While she ends the book in a place that is empowered and moving towards healing and happiness and I LOVE that, I do wish that those changes could have emerged more gradually over the course of the book. I don’t really feel that there is much of a substantial developmental arc in this direction until she dives for the hidden chest and then defeats the Fairy King (quick detour to say that the final reveal/confrontation with the Fairy King happens and then resolves soo incredibly quickly! [Edit 2: honestly, the more I think about everything with the Fairy King, the less sense it all makes and the more disappointing it is]). In fact, what arc there is seems to be largely about her deciding not to trust/believe in herself until she suddenly finds out that the Fairy King is real. The book also states explicitly during the climax that her romance with Preston is the thing that primarily changes her and gives her something to fight for, which isn’t a trope that I love but ymmv.

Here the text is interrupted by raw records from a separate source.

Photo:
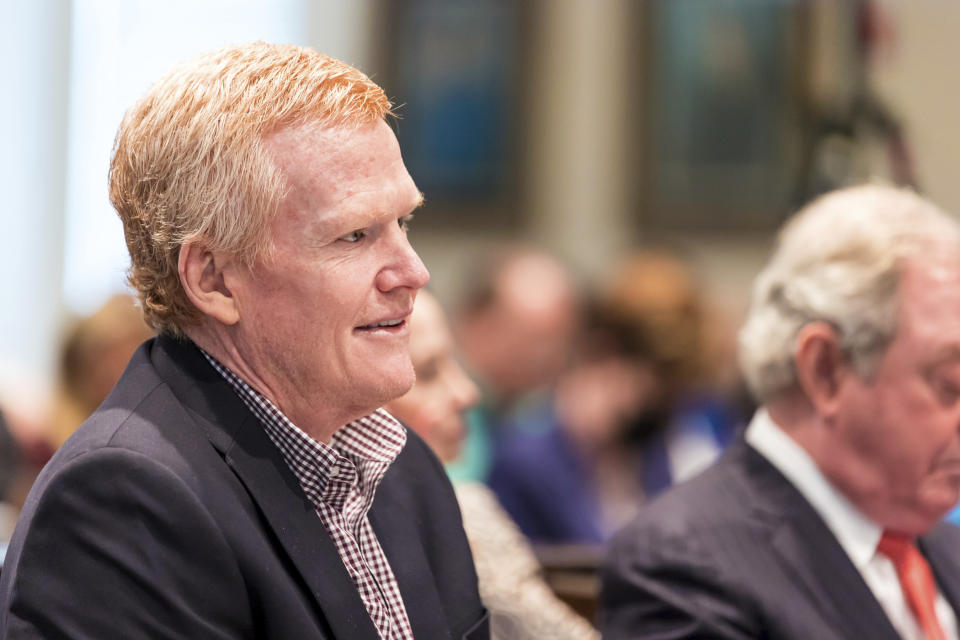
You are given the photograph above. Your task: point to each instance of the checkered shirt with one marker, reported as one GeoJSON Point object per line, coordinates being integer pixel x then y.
{"type": "Point", "coordinates": [340, 480]}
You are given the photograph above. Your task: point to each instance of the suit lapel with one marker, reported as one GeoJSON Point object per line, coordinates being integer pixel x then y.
{"type": "Point", "coordinates": [941, 549]}
{"type": "Point", "coordinates": [812, 554]}
{"type": "Point", "coordinates": [396, 530]}
{"type": "Point", "coordinates": [240, 438]}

I predicted the plot twist about Angharad’s authorship in either the first or second chapter but I’m undecided about whether I should pat myself on the back for that since it’s a YA mystery!!! I do really, really, really love the eventual outcome with Angharad becoming free after a lifetime of fighting and entrapment and the truth of her authorship finally out in the world. Effy is able to break the cycle of women’s lives and stories getting taken over by ruthless men, and both women are able to move into the future with hope and autonomy and power. You just KNOW that’s Charlotte Catnip, and the final pages of the book absolutely made me all weepy and heart-full.
There’s a bit where Angharad says this: “I wanted one girl, only one, to read my book and feel that she was understood, and I would be understood in return.” It’s a beautiful line and a beautiful message – it’s one that fully resonates for me, and I would be surprised if Angaharad wasn’t speaking a bit for Reid in this moment too. A Study in Drowning is definitely a “love letter to books” book and I can feel the author’s passion in showing how stories can help us survive reality and how important it is for us to be able to truly own our stories and voices.

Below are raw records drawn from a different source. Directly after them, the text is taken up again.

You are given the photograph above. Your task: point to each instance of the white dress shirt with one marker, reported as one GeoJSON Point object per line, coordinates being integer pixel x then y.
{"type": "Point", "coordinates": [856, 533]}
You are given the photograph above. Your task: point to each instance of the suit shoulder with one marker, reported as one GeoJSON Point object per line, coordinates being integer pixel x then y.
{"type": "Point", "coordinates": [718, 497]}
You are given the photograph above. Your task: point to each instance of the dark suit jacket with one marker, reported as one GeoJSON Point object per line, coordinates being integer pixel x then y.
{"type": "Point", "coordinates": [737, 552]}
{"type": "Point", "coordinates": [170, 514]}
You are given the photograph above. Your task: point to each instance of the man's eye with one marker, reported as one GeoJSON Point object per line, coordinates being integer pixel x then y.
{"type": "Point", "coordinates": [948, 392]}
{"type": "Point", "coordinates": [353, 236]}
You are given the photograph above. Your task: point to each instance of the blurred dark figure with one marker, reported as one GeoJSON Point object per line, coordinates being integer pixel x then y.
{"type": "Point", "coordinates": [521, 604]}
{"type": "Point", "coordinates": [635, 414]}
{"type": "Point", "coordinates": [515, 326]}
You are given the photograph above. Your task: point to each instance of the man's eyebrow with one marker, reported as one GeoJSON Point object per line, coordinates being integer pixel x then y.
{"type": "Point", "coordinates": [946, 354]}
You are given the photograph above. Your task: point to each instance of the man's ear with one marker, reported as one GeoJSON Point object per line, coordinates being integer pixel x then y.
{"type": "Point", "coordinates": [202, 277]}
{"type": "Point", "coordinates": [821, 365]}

As for the writing itself, I stand by what I said in my review of Juniper & Thorn: I mostly think Reid’s language is quite strong and evocative. But MY GOD there is a crazy amount of repetition that totally could have been edited out. You could die of alcohol poisoning halfway through the book if you decided to take a shot every time Effy blushes – I swear I’m not exaggerating when I say that I noticed it happening almost every page. Preston is also quite the blusher as the romance kicks into gear. As far as the similes and metaphors go, there seem to be a lot less semi-questionable ones here than there were in Juniper & Thorn, but there are still quite a lot of them. I don’t know the actual Rules of Good Prose but my general feeling is that an author’s writing should always try to serve the story, so if it’s repetitive or jarring enough to break immersion, it might not be doing its job as well as possible. Who knows if I’m right about that though ha ha!
I don’t think it’s up for debate that this book is absolutely dripping with atmosphere, and I think that is another place where Reid truly excels. You’ve got crumbling cliffside manors, waterlogged chests, secret rooms, cryptic hidden journals, melancholic poetry, isolated villages, the raging sea, wicked fairies, thick sweaters, foggy roads, pounding rain, hot drinks and pie – everything a girl could want as far as vibes go. At least for me, though, too many other things just didn’t land quite right, and I’m genuinely sad to say that.